Stickelber, Ritchey, Blohm and each member of the Texas Group signed an indemnity agreement in favor of Cayhaven Corporate Services Ltd. ("Cayhaven") as agent for San Pedro. Stickelber, Ritchey and Blohm, as beneficial owners of St. Lucy, each signed a second indemnity agreement in favor of Cayhaven as agent for St. Lucy. Cayhaven invested the St. Lucy funds in a series of short-term certificates of deposit, where they remained for about one year. Several disbursements and loans were made to Stickelber and Ritchey. No disbursements are known to have been made to Blohm.
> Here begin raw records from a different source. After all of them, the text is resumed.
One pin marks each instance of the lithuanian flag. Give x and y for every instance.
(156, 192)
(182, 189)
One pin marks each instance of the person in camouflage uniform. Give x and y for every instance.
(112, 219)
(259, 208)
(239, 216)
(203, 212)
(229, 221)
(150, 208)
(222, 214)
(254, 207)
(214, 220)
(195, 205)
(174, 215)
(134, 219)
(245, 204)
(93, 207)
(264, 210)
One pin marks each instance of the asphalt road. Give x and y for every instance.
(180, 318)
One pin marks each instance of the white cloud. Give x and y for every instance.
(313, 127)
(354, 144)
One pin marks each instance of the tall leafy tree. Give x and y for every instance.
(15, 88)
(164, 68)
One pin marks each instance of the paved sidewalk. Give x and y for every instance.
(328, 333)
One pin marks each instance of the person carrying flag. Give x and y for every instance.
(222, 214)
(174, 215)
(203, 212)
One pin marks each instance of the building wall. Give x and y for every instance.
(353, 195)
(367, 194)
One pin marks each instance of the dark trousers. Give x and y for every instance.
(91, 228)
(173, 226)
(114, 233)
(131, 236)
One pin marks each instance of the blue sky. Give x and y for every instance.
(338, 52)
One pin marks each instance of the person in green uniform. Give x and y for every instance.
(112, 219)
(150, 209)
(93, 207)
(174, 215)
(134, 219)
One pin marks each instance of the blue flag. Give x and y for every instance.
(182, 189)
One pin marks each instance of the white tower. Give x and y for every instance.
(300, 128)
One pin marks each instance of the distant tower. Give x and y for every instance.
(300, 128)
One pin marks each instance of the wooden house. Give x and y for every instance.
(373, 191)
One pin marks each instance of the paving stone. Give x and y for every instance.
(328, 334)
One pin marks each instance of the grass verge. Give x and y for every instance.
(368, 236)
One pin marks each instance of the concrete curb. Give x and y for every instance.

In November 1982 Blohm and Stickelber signed affidavits to dissolve St. Lucy. The affidavits were notarized by Blohm's secretary. The one-page affidavits contained no corporate titles under the signatures. The Blohms did not report any portion of the Cayman Islands kickback on their 1981 joint tax return.

The Promissory Notes

Stickelber took Blohm's share of the money in the St. Lucy account ($143,268) to satisfy a $282,750 debt Blohm owed to a trust settled by Stickelber's father of which Stickelber was co-trustee (the "Stickelber Trust"). In 1982 or 1983, Stickelber canceled Blohm's entire debt to the Stickelber Trust. On their joint amended federal income tax return for 1983, which was filed in 1985, the Blohms reported income totalling $282,750 from the discharge of the indebtedness to the trust.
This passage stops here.